UTC is beginning to deploy some of this same "concurrent thinking" in its building division. Says Sisson: "We have to go beyond just thinking about air conditioning. We have to think about how the air conditioning is part of the building system, and how customers can more effectively make those trade-offs" -- for example, between building orientation, the number of windows, or the thickness of insulation on the one hand, and the size of the air conditioning system on the other. (And how all of this relates to the cherished marble lobby.)

It's not just about building greener buildings, of course. It's also about building more profitable ones. Lighting, cooling, and maintenance make up as much as 85 percent of a building's fifty-year life-cycle cost, and the lion's share of those costs are locked in during the design phase, before any construction begins. So, thinking through costs, benefits, and trade-offs early on has a high leverage factor.

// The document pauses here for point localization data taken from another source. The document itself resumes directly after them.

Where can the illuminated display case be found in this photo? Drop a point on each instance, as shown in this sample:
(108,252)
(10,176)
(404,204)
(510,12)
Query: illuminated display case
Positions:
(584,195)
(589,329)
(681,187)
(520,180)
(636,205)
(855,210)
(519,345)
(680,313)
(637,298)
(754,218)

Moreover, there is evidence that an energy-efficient building can command a premium. According to the Green Building SmartMarket Report 2006, professionals expect greener buildings to garner an average 7.5% increase in value over comparable standard buildings, together with a 6.6% better return on investment.

Sisson acknowledges that the WBCSD report defines the business levers, but falls short of citing specific recommendations. His WBCSD working group is now engaged in scenario planning, forecasting, and modeling to come up with a robust set of recommendations on the policy, finance, technology fronts, with the aim of breaking through the barriers to make building green an easier process for everyone involved.

Of course there's an additional front to be addressed: human behavior. Developers and all the other players need to change their habits, break the cycle from "that's the way it's always been done" to "how can we do it better?" As the WBCSD report makes clear, that's a question that often goes unasked.

And it's not just the building community that has issues here. Building occupants can thwart even the best-designed and implemented green schemes. As Sisson puts it: "Just because you give the most energy-efficient building to a user, doesn't ensure that it will be used in the most energy-efficient way."